I agree with you on the paper vs. screen issue but mostly on a physical level – eye strain, etc. However, there’s little doubt that physical changes in how we read can have an impact on how we process the information. The results of a study like that will be of great interest to a lot of people.
The one thing you, Jay and I agree on for certain: a war, overt or covert, between press and “bloggers” (however it’s being defined) is silly and counterproductive for everyone.
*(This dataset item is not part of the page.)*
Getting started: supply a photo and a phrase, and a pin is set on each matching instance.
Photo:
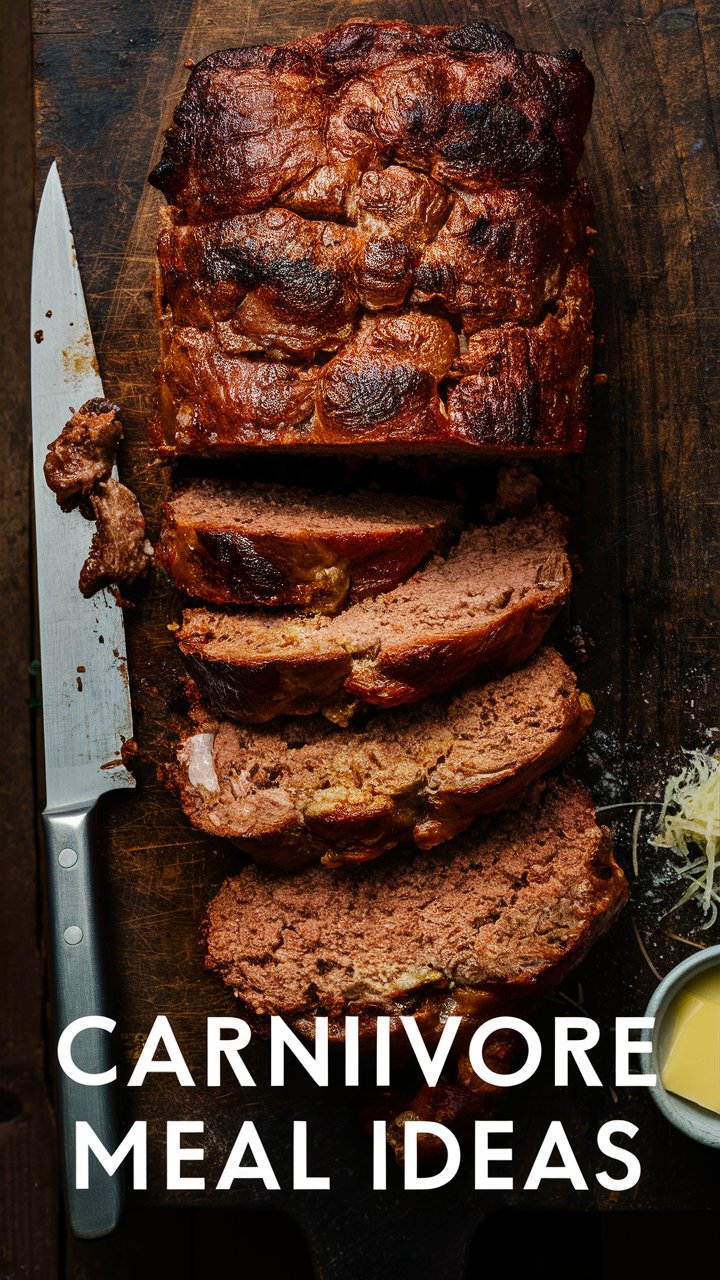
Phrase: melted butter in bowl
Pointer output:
(686, 1046)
Thank you for the kind words and interesting comments.
danny bloom
March 16, 2011
Thank you, sir, for understanding this aging eccentric cave-dweller in Taiwan who left the USA in 1991 for a simpler life in Asia, but who keeps his eye on the USA 24/7 via the whole schebang of online platforms, not to mention the NYTimes Weekly Edition delivered to my door in paper format once a week. Can’t live without that!
And yes, may the civil war cease. No more carping, no more ambushes, no more
attacks one side against the other. We are all in this together. Print people need to see this, and also bloggers. It’s not us versus them, it’s all of us together trying
to peer into the future. What will it be?